Betrachten wir zuerst die sprüche religiösen inhalts, so sind deren nur sehr wenige, welche sich nicht ganz bestimmt unmittelbar an einen biblischen spruch anlehnen; ja für manchen spruch Freidanks laßen sich nach der weise, wie dieser seine quellen behandelt, verschiedene biblische sprüche als quelle annehmen, so daß man in verlegenheit kommt zu sagen, welchen er im sinne gehabt habe. ich habe daher in solchen fällen denjenigen, welcher den gedanken Freidanks am präcisesten ausdrückt, aus der Vulgata ausgeschrieben, parallele sprüche nur bemerkt. jedoch ganz abgesehen von diesen, geben die anmerkungen den sprechenden beweis, daß viel mehr als 19 sprüche der bibel entnommen sind. daß W. Grimm deren nur so wenige angegeben, hat seinen grund wol darin, daß er nur ganz bekannte bibl. sprüche, die fast ein jeder als bibl. reminiscenzen bei sich führt, herangezogen hat, daß er doch wol in der bibel nicht so belesen war, als die sache forderte, und daß er die allerdings sehr mühsame und selbst mit einer guten bibl. concordanz sehr zeitraubende arbeit des nachschlagens verschmäht hat. ich habe nun freilich nicht alle sprüche gezählt, welche bestimmt auf die bibel als quelle zurückweisen, da ihrer faft zu viele und sie überall zerstreut sind; aber daß ihrer viel mehr als 19 sind, beweisen schon die bei Grimm im I. abschnitte von gote vereinigten sprüche, deren mehrzahl ich in der bibel nachgewiesen habe. andere sprüche religiösen inhalts sind sicher kirchenvätern oder religiösen schriften entnommen, wie mir aus den sprüchen, die von der sünde handeln, klar geworden ist, deren manche ihre quelle in der dem Augustinus zugeschriebenen schrift de vera et falsa poenitentia haben. auch Hieronymus war viel gelesen, und zu Freidanks zeit auch des Bernhardus Clarevallensis sermones und quinque libri de consideratione; aus diesen und andern büchern, die mir nicht zu gebote stehen, läßt sich wol noch mancher spruch belegen.

[ocr errors]

Daß die in der Bescheidenheit sich findenden, zuweilen nur angedeuteten fabeln, so wie die auf die tierwelt bezüglichen sprüche, in welchen wir hin und wieder, auch wenn sie nicht ausgesprochen oder nur angedeutet ist, die beziehung auf menschliche verhältnisse oder anspielungen auf zeitbegebenheiten annehmen dürfen, nicht von Freidanks erfindung seien, hat Grimm zugegeben, und vermag ich auch andere als die von ihm bezeichneten quellen, nemlich für die fabeln den Aesop, für die tiersprüche den Isidor (etymol. lib.) und den deutschen Physiologus, nicht anzugeben. nur dem kann ich nicht beistimmen, daß Freidank die disciplina clericalis des Petr.

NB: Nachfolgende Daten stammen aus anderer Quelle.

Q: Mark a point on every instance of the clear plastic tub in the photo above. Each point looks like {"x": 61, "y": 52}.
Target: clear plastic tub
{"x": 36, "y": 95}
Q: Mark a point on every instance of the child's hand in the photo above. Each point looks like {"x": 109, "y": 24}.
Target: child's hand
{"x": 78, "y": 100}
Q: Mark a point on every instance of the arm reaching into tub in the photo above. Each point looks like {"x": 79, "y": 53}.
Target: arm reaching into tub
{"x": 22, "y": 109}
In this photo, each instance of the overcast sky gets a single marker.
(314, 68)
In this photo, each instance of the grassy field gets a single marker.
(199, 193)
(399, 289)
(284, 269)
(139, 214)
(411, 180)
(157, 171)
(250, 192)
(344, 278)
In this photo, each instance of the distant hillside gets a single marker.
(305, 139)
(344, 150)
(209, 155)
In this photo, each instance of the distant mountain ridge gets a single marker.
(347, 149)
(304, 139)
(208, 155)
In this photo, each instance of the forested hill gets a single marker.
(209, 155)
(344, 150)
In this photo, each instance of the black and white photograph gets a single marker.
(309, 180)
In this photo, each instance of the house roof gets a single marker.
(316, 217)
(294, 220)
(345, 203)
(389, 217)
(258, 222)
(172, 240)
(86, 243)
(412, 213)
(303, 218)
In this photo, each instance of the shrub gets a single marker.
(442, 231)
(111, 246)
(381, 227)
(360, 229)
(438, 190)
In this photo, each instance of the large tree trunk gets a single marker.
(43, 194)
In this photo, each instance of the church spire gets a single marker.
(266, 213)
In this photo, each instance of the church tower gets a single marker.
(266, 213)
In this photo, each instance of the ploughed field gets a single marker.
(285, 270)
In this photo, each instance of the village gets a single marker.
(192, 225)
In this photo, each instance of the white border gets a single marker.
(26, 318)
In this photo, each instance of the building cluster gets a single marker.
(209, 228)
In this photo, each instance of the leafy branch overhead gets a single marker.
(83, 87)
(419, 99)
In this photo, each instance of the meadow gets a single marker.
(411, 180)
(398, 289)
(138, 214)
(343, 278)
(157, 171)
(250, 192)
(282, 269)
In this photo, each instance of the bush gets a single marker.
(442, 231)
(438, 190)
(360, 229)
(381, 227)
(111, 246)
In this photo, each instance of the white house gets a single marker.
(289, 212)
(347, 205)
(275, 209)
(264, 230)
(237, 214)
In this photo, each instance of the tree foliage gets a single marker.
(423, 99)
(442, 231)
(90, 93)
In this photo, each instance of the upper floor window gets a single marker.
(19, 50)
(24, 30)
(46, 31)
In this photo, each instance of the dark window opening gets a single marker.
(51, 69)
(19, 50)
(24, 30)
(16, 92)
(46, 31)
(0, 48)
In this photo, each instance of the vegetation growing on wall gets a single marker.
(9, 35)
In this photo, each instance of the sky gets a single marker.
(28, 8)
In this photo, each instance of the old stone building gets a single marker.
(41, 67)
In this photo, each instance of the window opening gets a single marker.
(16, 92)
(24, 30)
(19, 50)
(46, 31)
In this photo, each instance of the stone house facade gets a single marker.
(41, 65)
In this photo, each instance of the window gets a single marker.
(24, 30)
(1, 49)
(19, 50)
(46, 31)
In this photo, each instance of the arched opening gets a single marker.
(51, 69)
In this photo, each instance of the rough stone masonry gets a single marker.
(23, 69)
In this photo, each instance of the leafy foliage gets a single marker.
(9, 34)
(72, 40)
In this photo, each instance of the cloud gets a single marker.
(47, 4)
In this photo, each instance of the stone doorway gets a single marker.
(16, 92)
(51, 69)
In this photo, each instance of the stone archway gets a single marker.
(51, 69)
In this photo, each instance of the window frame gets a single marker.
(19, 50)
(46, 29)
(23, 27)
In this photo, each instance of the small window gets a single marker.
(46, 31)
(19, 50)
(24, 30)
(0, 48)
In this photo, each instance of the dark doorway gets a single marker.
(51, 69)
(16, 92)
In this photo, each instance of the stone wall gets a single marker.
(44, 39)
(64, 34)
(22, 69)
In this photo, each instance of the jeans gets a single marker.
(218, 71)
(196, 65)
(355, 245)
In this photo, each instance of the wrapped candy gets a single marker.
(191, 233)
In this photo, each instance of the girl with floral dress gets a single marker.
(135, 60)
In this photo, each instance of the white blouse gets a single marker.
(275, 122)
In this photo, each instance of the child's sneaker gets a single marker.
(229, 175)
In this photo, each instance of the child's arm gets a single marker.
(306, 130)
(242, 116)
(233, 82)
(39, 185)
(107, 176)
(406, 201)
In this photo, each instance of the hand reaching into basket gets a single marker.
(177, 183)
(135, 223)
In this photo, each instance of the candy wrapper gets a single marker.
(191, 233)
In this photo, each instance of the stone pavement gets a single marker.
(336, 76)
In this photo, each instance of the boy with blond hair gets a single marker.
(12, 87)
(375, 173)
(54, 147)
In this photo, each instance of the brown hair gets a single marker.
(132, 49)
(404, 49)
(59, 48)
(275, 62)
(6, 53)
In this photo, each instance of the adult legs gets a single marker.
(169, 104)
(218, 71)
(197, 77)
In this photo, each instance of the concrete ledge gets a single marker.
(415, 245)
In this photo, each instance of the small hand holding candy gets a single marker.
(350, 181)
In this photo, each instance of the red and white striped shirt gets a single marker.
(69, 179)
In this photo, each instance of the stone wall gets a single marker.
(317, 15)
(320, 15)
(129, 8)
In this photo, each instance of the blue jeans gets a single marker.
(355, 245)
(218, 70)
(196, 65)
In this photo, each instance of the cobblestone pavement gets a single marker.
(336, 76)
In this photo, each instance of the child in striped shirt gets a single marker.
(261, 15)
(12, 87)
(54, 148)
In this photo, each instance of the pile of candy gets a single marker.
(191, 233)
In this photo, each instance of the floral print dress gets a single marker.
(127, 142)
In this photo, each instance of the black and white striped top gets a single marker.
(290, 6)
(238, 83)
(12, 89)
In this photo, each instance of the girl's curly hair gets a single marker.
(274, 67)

Alfonsus nicht gekannt habe (einl. s. LXXIX.); denn abgesehen von der fabel vom maulesel, Fr. 141, 14., die sich zu sehr an dessen darstellung anschließt, finden sich doch auch andere sprüche in der Bescheidenheit (z. b. 22, 12 ff., 131, 9. 10 u. a., vgl. die anmerkungen), die sich zu eng an die discl. cler. anlehnen, als daß man nicht annehmen sollte, sie sei ebenfalls eine quelle für Freidank gewesen, dem bei seiner gelehrten bildung und seiner vorliebe für die spruchliteratur das weit verbreitete werk dieses um ein jahrhundert älteren schriftstellers sicher nicht unbekannt geblieben war.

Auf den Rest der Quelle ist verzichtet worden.